I’m really happy with the “skeletons are food” idea. Many traditional roguelikes had a concept known as the “food clock” to incentivise the player to make progress. Each floor of the dungeon would have a finite supply of food, and the player would get hungry over time. Spend too long on one floor, and you’ll exhaust the food supply and need to move on. Grinding on the same floor for ages is boring but players tend to do this anyway if it’s mechanically-beneficial, and the food clock helped break this cycle. In Orbital Decay, skeletons play this role instead! They are immortal unless you cause them to get sucked into space, and you’ll run out of ammo or health if you kill and re-kill them too many times. So maybe it’s more correct to say that “ammo is food” but it doesn’t have the same “what is he even talking about” ring to it as “skeletons are food” so I’m going to keep saying that.

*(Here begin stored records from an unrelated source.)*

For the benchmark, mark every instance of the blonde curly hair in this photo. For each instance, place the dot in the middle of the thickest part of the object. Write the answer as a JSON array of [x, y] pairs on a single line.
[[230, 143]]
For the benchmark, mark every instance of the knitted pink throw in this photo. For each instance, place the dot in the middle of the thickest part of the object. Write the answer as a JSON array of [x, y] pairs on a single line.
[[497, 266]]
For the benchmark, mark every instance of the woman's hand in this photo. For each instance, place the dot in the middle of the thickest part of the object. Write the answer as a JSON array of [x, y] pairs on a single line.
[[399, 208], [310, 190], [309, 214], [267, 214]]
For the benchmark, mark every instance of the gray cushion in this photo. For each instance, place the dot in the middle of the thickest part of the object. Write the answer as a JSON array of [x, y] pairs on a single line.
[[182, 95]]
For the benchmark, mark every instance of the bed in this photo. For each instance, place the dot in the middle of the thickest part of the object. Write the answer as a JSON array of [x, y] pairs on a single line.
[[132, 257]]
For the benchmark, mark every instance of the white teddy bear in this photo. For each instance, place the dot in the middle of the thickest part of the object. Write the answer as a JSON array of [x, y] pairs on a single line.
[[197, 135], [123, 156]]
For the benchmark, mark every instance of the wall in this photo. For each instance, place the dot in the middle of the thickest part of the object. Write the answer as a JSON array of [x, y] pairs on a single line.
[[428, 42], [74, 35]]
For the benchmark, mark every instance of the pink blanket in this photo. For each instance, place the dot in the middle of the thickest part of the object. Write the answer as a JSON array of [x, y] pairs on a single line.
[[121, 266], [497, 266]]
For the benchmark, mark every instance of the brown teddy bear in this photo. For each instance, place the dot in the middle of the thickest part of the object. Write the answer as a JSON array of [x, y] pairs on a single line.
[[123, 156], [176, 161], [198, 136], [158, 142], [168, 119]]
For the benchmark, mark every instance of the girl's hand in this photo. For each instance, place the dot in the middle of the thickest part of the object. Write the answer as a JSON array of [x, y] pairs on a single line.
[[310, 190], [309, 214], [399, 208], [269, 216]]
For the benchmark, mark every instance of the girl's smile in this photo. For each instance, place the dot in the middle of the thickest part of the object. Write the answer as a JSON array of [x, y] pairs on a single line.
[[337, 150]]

Screenshots from my complete playthrough
That trusty rifle saw me all the way to the end. Perhaps I was too hasty to remove it from the weapon spawn pool. I’ll also add the shotgun back to the list of possible starter guns.

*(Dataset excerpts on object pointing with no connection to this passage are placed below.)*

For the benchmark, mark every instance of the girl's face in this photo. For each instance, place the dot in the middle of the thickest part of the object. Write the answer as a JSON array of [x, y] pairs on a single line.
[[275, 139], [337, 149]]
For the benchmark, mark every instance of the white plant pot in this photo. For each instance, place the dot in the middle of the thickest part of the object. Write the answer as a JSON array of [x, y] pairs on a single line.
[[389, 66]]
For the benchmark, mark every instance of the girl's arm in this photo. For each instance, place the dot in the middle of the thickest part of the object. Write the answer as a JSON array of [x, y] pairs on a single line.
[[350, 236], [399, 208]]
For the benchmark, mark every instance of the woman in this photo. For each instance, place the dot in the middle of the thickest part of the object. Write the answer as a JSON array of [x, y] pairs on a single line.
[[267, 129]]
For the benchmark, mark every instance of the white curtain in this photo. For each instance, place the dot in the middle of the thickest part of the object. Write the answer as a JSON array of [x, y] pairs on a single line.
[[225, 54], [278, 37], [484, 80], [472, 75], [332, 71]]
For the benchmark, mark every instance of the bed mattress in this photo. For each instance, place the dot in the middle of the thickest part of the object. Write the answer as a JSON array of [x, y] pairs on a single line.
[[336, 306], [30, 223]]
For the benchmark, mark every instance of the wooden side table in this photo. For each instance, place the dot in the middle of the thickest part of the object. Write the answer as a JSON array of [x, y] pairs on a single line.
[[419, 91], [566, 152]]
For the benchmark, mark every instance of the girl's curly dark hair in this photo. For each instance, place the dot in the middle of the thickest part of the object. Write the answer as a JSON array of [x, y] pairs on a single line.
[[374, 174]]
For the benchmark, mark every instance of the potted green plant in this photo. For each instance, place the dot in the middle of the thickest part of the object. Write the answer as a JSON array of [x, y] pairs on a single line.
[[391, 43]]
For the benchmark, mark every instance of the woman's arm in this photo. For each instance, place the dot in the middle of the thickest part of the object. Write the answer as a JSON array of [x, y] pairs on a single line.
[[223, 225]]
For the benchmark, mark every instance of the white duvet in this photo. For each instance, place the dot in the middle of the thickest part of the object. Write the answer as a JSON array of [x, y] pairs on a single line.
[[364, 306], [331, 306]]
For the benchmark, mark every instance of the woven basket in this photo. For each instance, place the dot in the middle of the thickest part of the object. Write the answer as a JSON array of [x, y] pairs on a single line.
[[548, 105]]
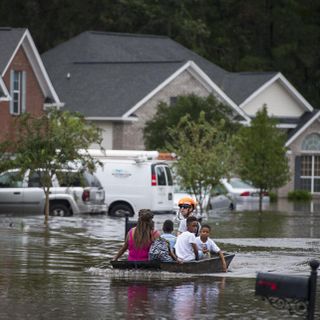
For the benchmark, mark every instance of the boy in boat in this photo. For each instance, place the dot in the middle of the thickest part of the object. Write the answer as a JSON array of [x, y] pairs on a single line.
[[186, 208], [186, 248], [167, 229], [207, 246]]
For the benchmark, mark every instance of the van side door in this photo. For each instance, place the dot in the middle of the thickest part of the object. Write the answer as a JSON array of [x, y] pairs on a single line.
[[164, 188]]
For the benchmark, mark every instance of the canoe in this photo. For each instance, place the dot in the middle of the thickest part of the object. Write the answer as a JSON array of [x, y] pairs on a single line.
[[211, 265]]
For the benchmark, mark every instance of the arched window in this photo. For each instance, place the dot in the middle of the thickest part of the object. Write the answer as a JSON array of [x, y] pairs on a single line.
[[311, 142]]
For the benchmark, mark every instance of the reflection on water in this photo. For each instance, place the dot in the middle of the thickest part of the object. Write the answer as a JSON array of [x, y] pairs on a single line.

In preparation for uploading to itch.io, I’m recording screenshots during all my play-tests.
At first I used the map on this floor to test that I didn’t break the map mechanic with a last-minute 11th hour change (I didn’t), but I spotted a nice bit of accidental synergy between the map mechanic and boomer enemy. It is bad to kill boomers when they are near the hull because they explode and destroy the hull. It’s much safer to kill them somewhere where the only walls that they destroy are internal.
And for only $2 credit you can reveal the layout of the level and carefully plan out your approach.

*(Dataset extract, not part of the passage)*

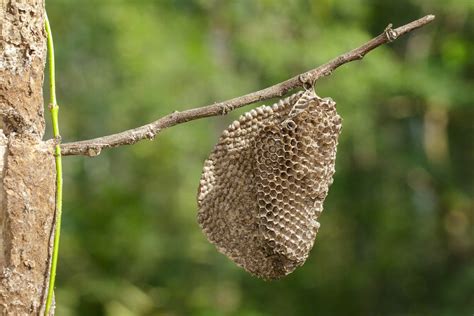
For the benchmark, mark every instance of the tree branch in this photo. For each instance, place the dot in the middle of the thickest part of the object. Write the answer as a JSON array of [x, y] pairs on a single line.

Through a rare confluence of the “Push Back” mechanic and skeletons turning into skeleton spawners upon death, it’s possible to end up with the spawner stuck in a wall. Eventually a skeleton appears, also stuck in the wall, and there they remain.
I’m gonna let this one slide! Nothing to do with the looming deadline or the fact that it’s 3:30am as I write this. If players can use this bu…ahem…mechanic to their favour, more power to them!
On the final night of 7DRL
This is one of the few nights of the year when I permit myself coffee at night. The interest rate on technical debt becomes negative and I write some of the worst, most pragmatic code I’ve ever written. The paint on the copy and paste keys of my keyboard becomes worn.
It’s typical to wait until the end of the week to playtest. Otherwise you wouldn’t have a game to playtest. But this means that by the time that you’re turning the knobs to make the game challenging but beatable, you’re so sleep deprived and exhausted that your ability to face the challenges is diminished somewhat. Does this mean that all 7DRLs are imbalanced in favour of the player? Or do developers account for this by making their games too hard to beat in their end-of-7DRL state, knowing that the game will become winnable once their faculties return.